Un dato que muchos desconocen es que, mientras la estupidez colectiva dividía a las masas en bandos opuestos, Fidel Castro fue admirador de Francisco Franco y ambos supieron reconocerse mutuamente. En teoría eran dictadores con ideologías distintas, pero en la práctica compartían mucho más que la procedencia gallega. Franco mantuvo la embajada española en La Habana cuando otros países se desvinculaban de la dictadura castrista, y España se convirtió en socio comercial clave durante el embargo estadounidense, firmado por John F. Kennedy en 1962 tras las expropiaciones masivas y la alianza de Castro con la URSS en plena Guerra Fría.


La admiración del tirano Castro hacia el caudillo quedó sellada de manera pública en 1975, cuando murió Franco. Para sorpresa del mundo entero, el régimen castrista decretó tres días de duelo nacional en la isla. Honró al dictador español como a un amigo y envió delegaciones oficiales a rendir homenaje en Madrid. Un gesto que descolocó a muchos que aún idolatran el comunismo cubano, pero que revela una verdad incómoda: la estupidez normalizada no ha desaparecido y hoy vuelve a tener a España como objetivo.
A la estupidez moderna se suma el buenismo: esa corrección política que, amparada en la presunta superioridad moral de algunos, marca los límites de lo decible. Lo que aparenta ser respeto se convierte en insulto y señalamiento, y tras esa fachada de bondad late una de las formas más sutiles de censura: la que obliga a callar para no ser reducido a facha, racista o ultraderechista.
Hoy la amenaza no llega solo de regímenes totalitarios. La propia Unión Europea debate el llamado Chat Control, una normativa que permitiría escanear todos nuestros mensajes, incluso los cifrados, en nombre de la seguridad. ¿El resultado? Que cada ciudadano viva con la sensación de ser vigilado permanentemente.

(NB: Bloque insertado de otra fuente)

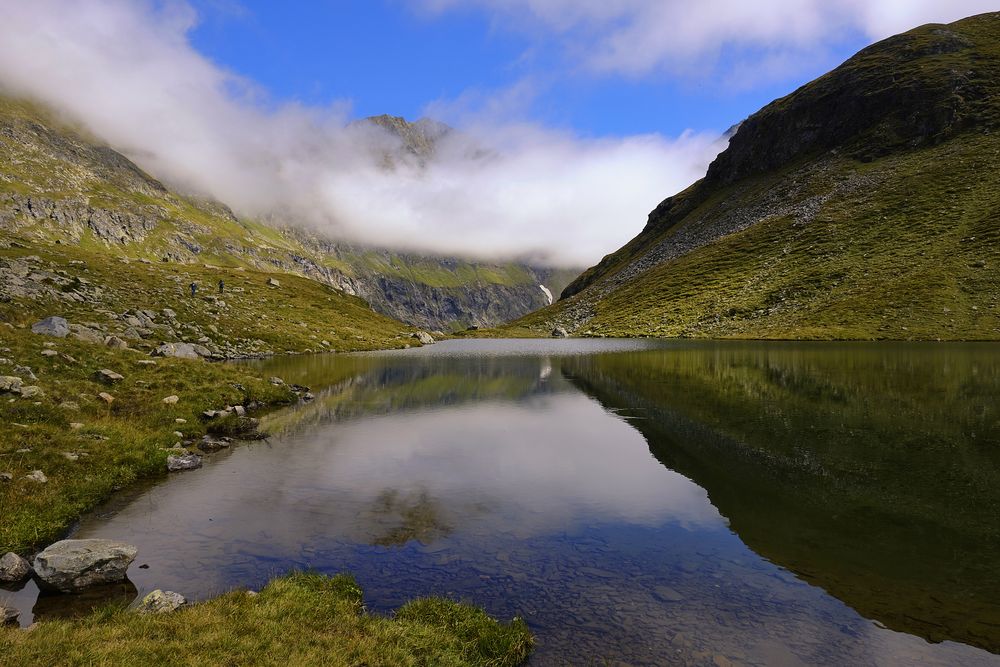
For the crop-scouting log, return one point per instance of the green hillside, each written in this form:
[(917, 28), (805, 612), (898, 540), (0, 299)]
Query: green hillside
[(863, 205)]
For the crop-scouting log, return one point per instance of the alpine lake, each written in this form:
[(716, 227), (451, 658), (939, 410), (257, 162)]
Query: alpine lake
[(637, 502)]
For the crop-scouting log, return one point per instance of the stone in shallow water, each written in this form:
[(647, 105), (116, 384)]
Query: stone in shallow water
[(72, 565), (161, 602), (184, 462), (13, 569)]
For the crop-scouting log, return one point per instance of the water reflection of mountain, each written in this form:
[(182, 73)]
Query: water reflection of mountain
[(351, 387), (872, 471)]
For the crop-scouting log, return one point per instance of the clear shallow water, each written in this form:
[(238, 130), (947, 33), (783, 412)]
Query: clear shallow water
[(637, 503)]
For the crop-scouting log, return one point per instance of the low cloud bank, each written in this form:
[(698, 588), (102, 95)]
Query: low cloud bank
[(127, 72)]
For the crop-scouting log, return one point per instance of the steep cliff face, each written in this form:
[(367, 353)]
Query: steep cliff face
[(60, 187), (859, 206)]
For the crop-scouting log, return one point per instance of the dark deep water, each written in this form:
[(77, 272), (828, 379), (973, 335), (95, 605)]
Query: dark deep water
[(636, 502)]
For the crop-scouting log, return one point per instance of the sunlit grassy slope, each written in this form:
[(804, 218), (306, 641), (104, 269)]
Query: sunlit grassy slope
[(864, 205), (302, 619)]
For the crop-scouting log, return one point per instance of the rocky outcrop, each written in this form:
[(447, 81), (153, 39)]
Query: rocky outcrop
[(51, 326), (13, 569), (72, 565)]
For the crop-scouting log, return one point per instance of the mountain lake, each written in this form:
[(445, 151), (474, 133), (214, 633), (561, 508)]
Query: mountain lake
[(637, 502)]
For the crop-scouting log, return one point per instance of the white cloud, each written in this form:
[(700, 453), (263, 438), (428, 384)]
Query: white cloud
[(638, 37), (128, 73)]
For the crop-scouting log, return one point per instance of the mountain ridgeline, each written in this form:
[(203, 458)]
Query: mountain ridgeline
[(866, 204), (59, 186)]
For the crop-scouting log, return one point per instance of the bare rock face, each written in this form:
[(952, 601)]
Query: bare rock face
[(51, 326), (73, 565), (13, 569), (161, 602)]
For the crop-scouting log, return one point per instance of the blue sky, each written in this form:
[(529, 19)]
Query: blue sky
[(386, 57), (576, 117)]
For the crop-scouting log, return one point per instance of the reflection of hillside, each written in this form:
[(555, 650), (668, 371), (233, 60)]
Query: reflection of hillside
[(349, 387), (873, 472)]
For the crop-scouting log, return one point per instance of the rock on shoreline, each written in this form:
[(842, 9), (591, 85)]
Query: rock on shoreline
[(72, 565)]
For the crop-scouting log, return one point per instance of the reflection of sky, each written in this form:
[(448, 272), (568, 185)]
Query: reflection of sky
[(521, 469), (545, 505)]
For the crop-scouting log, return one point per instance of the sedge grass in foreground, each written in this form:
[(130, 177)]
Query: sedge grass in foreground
[(300, 619)]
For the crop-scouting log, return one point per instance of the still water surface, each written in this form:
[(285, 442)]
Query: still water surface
[(637, 502)]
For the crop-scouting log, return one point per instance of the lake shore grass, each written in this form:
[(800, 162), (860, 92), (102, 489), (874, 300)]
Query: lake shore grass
[(299, 619), (87, 447)]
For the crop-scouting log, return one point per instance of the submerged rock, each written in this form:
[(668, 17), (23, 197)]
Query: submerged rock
[(424, 338), (51, 326), (13, 569), (72, 565), (183, 462), (161, 602)]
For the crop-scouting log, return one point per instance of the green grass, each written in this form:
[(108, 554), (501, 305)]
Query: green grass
[(117, 444), (301, 619), (913, 252), (918, 258)]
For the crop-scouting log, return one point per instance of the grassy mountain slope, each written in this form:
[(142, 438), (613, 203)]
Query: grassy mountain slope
[(60, 186), (863, 205)]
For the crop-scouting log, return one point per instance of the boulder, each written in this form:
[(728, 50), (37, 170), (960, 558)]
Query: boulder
[(182, 351), (116, 343), (8, 615), (108, 376), (32, 391), (73, 565), (13, 569), (424, 338), (161, 602), (51, 326), (10, 384), (183, 462)]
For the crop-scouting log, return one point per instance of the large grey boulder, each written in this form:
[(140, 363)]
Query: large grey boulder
[(183, 462), (72, 565), (51, 326), (161, 602), (182, 351), (424, 338), (13, 569)]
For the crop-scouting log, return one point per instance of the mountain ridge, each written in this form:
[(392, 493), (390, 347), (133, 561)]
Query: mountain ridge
[(918, 109)]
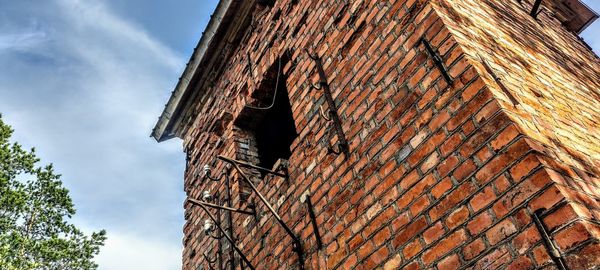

El riesgo de esta censura intangible está ganando terreno: si se normaliza, tiende a cristalizar en leyes que limiten de manera formal la libertad de expresión. Lo que hoy es miedo al señalamiento social tiende a convertirse en sanciones, prohibiciones y regulaciones que acallen voces incómodas. La historia demuestra que, cuando el silencio se institucionaliza, lo que se pierde no se recupera fácilmente.